Stefania Tansini ispirata da un testo giovanile di Antonin Artaud L’ombelico dei limbi è potente. Utilizza lo spazio come una rabdomante, lo scarnifica fisicamente, lo attraversa lasciandosi scomporre dalle pareti, dai metri quadrati irregolari che rimandano alla danzatrice una verità che più insiste nel movimento e più diventa dolente, perturbante. Corpo, asfissia dell’identità, uso di materiali, qui si processa una memoria e il suo archetipo.
Quanto la Tansini, Chara Kotsali si muove in assolo ma come l’altra faccia di una medesima medaglia. La Kotsali è in ricerca delle sue possessioni. Assume sempre più un carattere “trasparente”, il suo essere tramite, proiezione e sintesi di infiniti altri corpi, altre possibilità del femminile, anche nella loro perturbante eversione demoniaca. To be possessed, questo il titolo del lavoro, muove dal recupero di rituali arcaici e allo stesso tempo contemporanei (nel segno di cui sopra, ovvero fuori canone), un alveo in cui si incuneano anime e forme molteplici e in divenire: lei una, glossario di molte lingue.
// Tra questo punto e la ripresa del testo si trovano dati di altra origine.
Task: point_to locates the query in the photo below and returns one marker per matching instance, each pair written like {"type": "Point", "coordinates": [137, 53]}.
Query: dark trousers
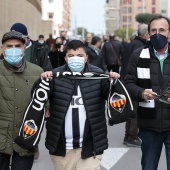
{"type": "Point", "coordinates": [131, 128]}
{"type": "Point", "coordinates": [17, 162]}
{"type": "Point", "coordinates": [113, 68]}
{"type": "Point", "coordinates": [152, 143]}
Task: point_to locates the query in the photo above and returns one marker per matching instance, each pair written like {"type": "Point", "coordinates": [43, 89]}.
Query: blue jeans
{"type": "Point", "coordinates": [151, 147]}
{"type": "Point", "coordinates": [17, 162]}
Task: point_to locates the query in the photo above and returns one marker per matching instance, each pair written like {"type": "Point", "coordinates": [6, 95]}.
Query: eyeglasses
{"type": "Point", "coordinates": [160, 30]}
{"type": "Point", "coordinates": [13, 46]}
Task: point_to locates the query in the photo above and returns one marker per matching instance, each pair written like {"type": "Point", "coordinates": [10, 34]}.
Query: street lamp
{"type": "Point", "coordinates": [127, 28]}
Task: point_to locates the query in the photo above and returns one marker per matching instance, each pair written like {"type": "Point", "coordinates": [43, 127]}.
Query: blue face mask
{"type": "Point", "coordinates": [41, 42]}
{"type": "Point", "coordinates": [13, 56]}
{"type": "Point", "coordinates": [158, 41]}
{"type": "Point", "coordinates": [76, 64]}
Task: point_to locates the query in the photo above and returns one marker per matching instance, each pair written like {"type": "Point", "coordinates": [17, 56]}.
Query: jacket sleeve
{"type": "Point", "coordinates": [131, 77]}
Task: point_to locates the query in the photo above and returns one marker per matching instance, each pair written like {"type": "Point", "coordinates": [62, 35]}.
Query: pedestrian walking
{"type": "Point", "coordinates": [95, 55]}
{"type": "Point", "coordinates": [57, 53]}
{"type": "Point", "coordinates": [131, 130]}
{"type": "Point", "coordinates": [35, 52]}
{"type": "Point", "coordinates": [148, 76]}
{"type": "Point", "coordinates": [77, 127]}
{"type": "Point", "coordinates": [17, 77]}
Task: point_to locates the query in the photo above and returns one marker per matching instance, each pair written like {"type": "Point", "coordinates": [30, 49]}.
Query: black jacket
{"type": "Point", "coordinates": [130, 48]}
{"type": "Point", "coordinates": [94, 94]}
{"type": "Point", "coordinates": [57, 58]}
{"type": "Point", "coordinates": [96, 60]}
{"type": "Point", "coordinates": [159, 120]}
{"type": "Point", "coordinates": [40, 56]}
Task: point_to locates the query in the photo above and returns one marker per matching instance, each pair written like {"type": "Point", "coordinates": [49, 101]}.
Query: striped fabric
{"type": "Point", "coordinates": [143, 75]}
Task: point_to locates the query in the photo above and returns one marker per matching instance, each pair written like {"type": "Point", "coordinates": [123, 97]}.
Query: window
{"type": "Point", "coordinates": [127, 10]}
{"type": "Point", "coordinates": [127, 1]}
{"type": "Point", "coordinates": [163, 11]}
{"type": "Point", "coordinates": [50, 15]}
{"type": "Point", "coordinates": [127, 19]}
{"type": "Point", "coordinates": [153, 10]}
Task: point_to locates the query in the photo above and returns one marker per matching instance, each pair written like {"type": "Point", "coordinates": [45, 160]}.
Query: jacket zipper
{"type": "Point", "coordinates": [94, 153]}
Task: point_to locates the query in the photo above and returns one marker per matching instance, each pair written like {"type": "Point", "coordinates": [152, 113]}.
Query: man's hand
{"type": "Point", "coordinates": [114, 75]}
{"type": "Point", "coordinates": [148, 94]}
{"type": "Point", "coordinates": [47, 74]}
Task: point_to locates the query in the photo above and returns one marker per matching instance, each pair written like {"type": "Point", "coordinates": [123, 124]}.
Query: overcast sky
{"type": "Point", "coordinates": [88, 13]}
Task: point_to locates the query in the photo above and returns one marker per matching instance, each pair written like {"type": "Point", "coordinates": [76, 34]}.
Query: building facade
{"type": "Point", "coordinates": [19, 11]}
{"type": "Point", "coordinates": [121, 13]}
{"type": "Point", "coordinates": [58, 13]}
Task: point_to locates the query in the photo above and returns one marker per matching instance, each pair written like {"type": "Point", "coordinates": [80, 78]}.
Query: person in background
{"type": "Point", "coordinates": [105, 39]}
{"type": "Point", "coordinates": [57, 53]}
{"type": "Point", "coordinates": [50, 41]}
{"type": "Point", "coordinates": [112, 52]}
{"type": "Point", "coordinates": [77, 122]}
{"type": "Point", "coordinates": [63, 35]}
{"type": "Point", "coordinates": [88, 39]}
{"type": "Point", "coordinates": [17, 78]}
{"type": "Point", "coordinates": [35, 52]}
{"type": "Point", "coordinates": [94, 54]}
{"type": "Point", "coordinates": [41, 40]}
{"type": "Point", "coordinates": [147, 77]}
{"type": "Point", "coordinates": [131, 133]}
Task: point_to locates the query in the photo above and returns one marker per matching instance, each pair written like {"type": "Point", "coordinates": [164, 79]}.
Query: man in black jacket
{"type": "Point", "coordinates": [148, 75]}
{"type": "Point", "coordinates": [35, 52]}
{"type": "Point", "coordinates": [77, 127]}
{"type": "Point", "coordinates": [131, 133]}
{"type": "Point", "coordinates": [94, 54]}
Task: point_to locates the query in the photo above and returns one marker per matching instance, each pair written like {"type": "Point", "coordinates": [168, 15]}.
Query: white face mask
{"type": "Point", "coordinates": [76, 64]}
{"type": "Point", "coordinates": [41, 41]}
{"type": "Point", "coordinates": [13, 55]}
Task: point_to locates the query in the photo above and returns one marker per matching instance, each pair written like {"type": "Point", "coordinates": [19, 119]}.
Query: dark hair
{"type": "Point", "coordinates": [156, 17]}
{"type": "Point", "coordinates": [74, 45]}
{"type": "Point", "coordinates": [41, 36]}
{"type": "Point", "coordinates": [58, 38]}
{"type": "Point", "coordinates": [95, 39]}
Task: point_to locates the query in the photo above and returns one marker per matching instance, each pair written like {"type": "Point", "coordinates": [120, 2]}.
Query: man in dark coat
{"type": "Point", "coordinates": [147, 77]}
{"type": "Point", "coordinates": [131, 132]}
{"type": "Point", "coordinates": [112, 51]}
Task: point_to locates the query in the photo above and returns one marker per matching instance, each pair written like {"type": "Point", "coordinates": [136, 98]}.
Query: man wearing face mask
{"type": "Point", "coordinates": [35, 52]}
{"type": "Point", "coordinates": [76, 127]}
{"type": "Point", "coordinates": [41, 40]}
{"type": "Point", "coordinates": [17, 78]}
{"type": "Point", "coordinates": [148, 76]}
{"type": "Point", "coordinates": [57, 53]}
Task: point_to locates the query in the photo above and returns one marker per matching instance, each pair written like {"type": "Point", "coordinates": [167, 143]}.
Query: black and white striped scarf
{"type": "Point", "coordinates": [34, 116]}
{"type": "Point", "coordinates": [143, 75]}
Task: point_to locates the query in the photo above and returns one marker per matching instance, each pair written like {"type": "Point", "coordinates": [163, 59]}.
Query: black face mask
{"type": "Point", "coordinates": [63, 38]}
{"type": "Point", "coordinates": [58, 45]}
{"type": "Point", "coordinates": [158, 41]}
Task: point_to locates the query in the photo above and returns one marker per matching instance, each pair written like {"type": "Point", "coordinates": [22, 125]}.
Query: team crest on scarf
{"type": "Point", "coordinates": [118, 101]}
{"type": "Point", "coordinates": [30, 128]}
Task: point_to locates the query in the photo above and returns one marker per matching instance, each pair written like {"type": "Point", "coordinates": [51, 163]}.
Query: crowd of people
{"type": "Point", "coordinates": [75, 115]}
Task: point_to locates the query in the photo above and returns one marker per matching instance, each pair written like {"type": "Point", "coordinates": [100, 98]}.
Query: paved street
{"type": "Point", "coordinates": [117, 157]}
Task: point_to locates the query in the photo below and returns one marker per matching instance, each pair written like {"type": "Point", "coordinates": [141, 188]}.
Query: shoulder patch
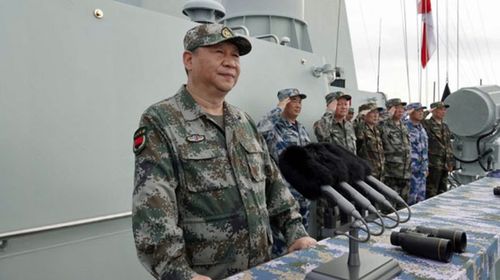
{"type": "Point", "coordinates": [140, 139]}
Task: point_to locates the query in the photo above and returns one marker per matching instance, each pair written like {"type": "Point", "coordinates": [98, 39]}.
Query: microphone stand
{"type": "Point", "coordinates": [354, 266]}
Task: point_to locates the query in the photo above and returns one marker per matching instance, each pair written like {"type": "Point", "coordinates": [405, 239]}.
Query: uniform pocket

Arrivano dopo una selezione che ha coinvolto nella riflessione diversi partner nazionali i cinque progetti di DNA – Appunti Coreografici del REF, operazione anche questa dedita allo scavo nella giovane coreografia italiana che ha evidenziato uno scarto in atto, fosse anche momentaneo e parziale, ma indicativo di un pensiero liberato nel mondo della danza. Un pensiero dove convivono ricerca affinata nel fraseggio di un linguaggio proprio della danza e un repertorio tutto da imbastire, da ripensare, in quel confine sconfinante che non se ne fa più niente della danza, anzi, limitrofo alla performance rende surclassata l’idea stessa della danza e dei suoi prodromi linguistici. Nella “deriva” di un superamento della forma, i due progetti più convincenti e a loro modo complessi e finanche opposti, sono sembrati quello di Matteo Sedda (tra l’altro vincitore di questa edizione 2024) e quello di Gaetano Palermo e Michele Petrosino.
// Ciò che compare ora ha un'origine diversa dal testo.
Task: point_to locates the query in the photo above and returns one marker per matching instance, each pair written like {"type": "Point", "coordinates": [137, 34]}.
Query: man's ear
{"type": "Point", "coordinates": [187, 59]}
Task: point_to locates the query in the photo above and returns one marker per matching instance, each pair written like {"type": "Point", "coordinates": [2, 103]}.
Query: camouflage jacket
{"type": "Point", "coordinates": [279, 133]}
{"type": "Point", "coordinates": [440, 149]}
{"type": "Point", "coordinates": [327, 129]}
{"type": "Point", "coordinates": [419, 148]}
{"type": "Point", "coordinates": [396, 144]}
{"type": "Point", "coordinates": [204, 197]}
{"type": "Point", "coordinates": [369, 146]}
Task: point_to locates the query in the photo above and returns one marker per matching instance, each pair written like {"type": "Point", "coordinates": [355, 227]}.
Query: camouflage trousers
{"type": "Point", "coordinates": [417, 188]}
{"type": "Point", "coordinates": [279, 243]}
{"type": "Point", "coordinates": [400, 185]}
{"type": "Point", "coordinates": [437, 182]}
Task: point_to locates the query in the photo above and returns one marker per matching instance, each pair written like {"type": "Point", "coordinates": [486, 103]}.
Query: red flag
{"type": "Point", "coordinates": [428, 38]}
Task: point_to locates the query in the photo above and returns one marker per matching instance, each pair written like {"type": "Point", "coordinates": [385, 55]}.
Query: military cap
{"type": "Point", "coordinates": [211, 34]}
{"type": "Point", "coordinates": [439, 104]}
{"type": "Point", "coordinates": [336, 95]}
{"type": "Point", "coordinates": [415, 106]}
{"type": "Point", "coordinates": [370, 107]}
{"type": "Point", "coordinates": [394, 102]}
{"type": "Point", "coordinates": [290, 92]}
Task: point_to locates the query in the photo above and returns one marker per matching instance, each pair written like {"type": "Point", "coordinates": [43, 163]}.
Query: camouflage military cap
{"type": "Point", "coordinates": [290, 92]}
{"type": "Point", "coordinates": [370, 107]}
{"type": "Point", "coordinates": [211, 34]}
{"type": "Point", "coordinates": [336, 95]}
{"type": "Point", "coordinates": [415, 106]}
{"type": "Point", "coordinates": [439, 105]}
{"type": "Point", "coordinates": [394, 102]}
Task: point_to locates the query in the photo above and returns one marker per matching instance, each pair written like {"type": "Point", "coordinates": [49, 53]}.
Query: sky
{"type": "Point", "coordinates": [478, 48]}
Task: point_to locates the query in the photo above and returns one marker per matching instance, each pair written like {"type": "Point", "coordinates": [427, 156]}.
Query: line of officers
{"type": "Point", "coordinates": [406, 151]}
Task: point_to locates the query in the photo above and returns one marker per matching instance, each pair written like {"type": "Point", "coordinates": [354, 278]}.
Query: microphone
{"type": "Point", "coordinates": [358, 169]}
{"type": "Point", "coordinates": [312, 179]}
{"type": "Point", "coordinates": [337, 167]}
Vincitore di questa edizione, Sedda costruisce con Marco Labellarte un duo decisamente potente, composizione a incastro di due corpi che si inseguono, si intrecciano, appaiono commossi, dolenti erotizzati dunque seducenti ma subito dopo distanti, come in lotta. Sempre in una dinamica accelerata in cui tessuto sonoro e fiato si impastano magistralmente. Fuck me blind è un progetto totalmente esposto in quei corpi che si cercano, respingenti e avvolgenti come atto d’amore esclusivo e totalizzante, quasi l’altro emisfero di Save the last dance for me di Alessandro Sciarroni, volutamente “imperfetto” e non estetico.
L’azione di Gaetano Palermo e Michele Petrosino Fuga non dissimula ciò che espone, non porta metaforicamente in un altrove da quello visibile e tangibile che cogliamo in scena, non rimuove il rimosso che il concetto stesso della fuga porta con sé, ma sembra omaggiare lo studio di Erwin Panofsky La prospettiva come forma simbolica che pone con forza il tema mai superato del rapporto fra “realtà” e “apparenza”. Un performer su un tapis roulant technogym muove i suoi passi e poi un lento andamento fino a giungere a una allenata corsa e per tutto il tempo, quel parziale tempo di uno studio o primigenia forma di lavoro scenico, assistiamo al suo sforzo, al suo personale rituale domestico. Come un derviscio tecnologico, un astante calato in un soffio sciamanico che ipnotizza e smonta la sacralità dell’atto performativo, persino quello eterodosso. L’intelligenza compositiva di Palermo si conferma quale creatore estroflesso di oggetti d’arte spuri, irriverenti, non mistificatori.